# Touch: Chapter 4



## Huilunsoittaja (Apr 6, 2010)

The whole week was extremely stressful for Nadia. Her lack of sleep made her a bit irritable at her work, and she began to loathe it all the more. She began to be more flippant in her speech to her superior to the point of offense on the Friday of the week.

"Do you think you run things around here, Nadia? You have no excuse for not making your quota," he boss told her sternly.

"I don't understand why you won't give me a break, this work is more than one can do in one day!" she said derisively.

"Nadia, you watch your tongue. Are you being ungrateful for your position here? Hundreds of ladies would love to work in your stead, and likely much more willing to accept this work than you. Unless you think you can't handle a man's job... Get back to work this minute."

Nadia seethed inside but said nothing. She despised it when he pulled the "Shame Card" on her, to put her in her place. It wasn't that she couldn't handle the job. It was just outrageously tedious, to the point of driving her mad.

Going to Gavrilov in the evenings her mood didn't improve. Sometimes in the middle of a dictation, her anger would return at her boss and distract her, and occasionally she would snap at Gavrilov too if he was being too demanding. He was quite sensitive to this himself.

"Miss Nikolova, this is pointless when you can't even remember sequences. I had worked out how to explain it to you and now you're rejecting it."

Nadia would sigh gloomily, and continue her work. It was Friday night, and she really wished to just go home. Too much writing, too much dictation, too much arguing.

"He ought to just get rid of me," she thought sullenly. "I'm no use to him. Why on earth is he torturing me here? But then why did I take this position? Wasn't it to get out of that... that dreadful place? I can't leave now, or I'll never--"

"Are you tired? You're panting."

Nadia was brought out of her thoughts, but didn't say anything. She hadn't realized she had started breathing so quickly, exasperated by her emotions.
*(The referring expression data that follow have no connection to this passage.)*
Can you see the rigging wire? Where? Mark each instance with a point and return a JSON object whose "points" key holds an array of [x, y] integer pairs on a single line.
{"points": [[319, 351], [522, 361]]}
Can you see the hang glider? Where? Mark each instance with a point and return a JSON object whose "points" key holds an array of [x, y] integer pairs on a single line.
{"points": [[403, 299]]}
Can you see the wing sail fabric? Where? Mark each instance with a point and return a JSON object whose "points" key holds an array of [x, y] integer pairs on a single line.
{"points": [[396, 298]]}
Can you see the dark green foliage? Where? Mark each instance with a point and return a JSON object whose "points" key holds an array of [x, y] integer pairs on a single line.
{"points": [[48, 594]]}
She looked up at the clock, and it was only half past 9.

"You don't want to complain now, do you?"

"...No."

He thought for a moment in silence.

"I will let you go now. Let me pay you for this week."

He signaled with his hand for the servant to come up, who he knew was watching. The servant handed her an envelope.
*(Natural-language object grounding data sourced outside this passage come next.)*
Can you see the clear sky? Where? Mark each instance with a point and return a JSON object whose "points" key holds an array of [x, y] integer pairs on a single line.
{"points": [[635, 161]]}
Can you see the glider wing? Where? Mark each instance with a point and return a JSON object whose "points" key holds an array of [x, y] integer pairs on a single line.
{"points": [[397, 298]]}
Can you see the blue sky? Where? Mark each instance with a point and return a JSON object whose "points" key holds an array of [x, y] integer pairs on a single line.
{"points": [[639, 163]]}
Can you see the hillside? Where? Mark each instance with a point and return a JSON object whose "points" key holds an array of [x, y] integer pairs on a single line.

"I hope it will attest to my real... appreciation for your help this week. We got a lot done."

"Although I bet not enough."

Gavrilov grimaced behind his blindfold.

"You are right. Tomorrow, I want you here again. Come at 7."

Nadia nodded, but then she realized how pathetic that must have looked like again. She took in a deep breath of frustration with herself.

"Yes, sir," she said, icily adding the "sir." "Good bye."

Nadia had mixed emotions walking home. Nothing seemed to be working out now for her. She hated her federal copyist job which she had taken such pride in, and now the music copying was becoming too hard. It was like being caught between a rock and a hard place now, and she could turn down neither position out of fear and disgust.

Coming home, she put the envelope on her table.

"Perhaps it's something meager I can spend on tomorrow. Maybe a meal or 2," she thought bitterly. "He doesn't like me, and I'll never please him."

Opening the envelope, she found 1,000 rubles.


----------



## Vesteralen (Jul 14, 2011)

So, you're back to it again. Good.

I was wondering - are you deliberately setting your story in an unknown place and time, or do you have a particular time period and location in mind? Or did I miss it?


----------



## Huilunsoittaja (Apr 6, 2010)

Yeah, I make it kinda obscure, perhaps for wider application? 

Something like early 1900s, but undisclosed (russian) city.

More typos...


----------



## Huilunsoittaja (Apr 6, 2010)

Also just to warn you, it's very long, 18 chapters total. Much more is to come, and I hope also its subject matter won't become offensive as I get into some very serious stuff.


----------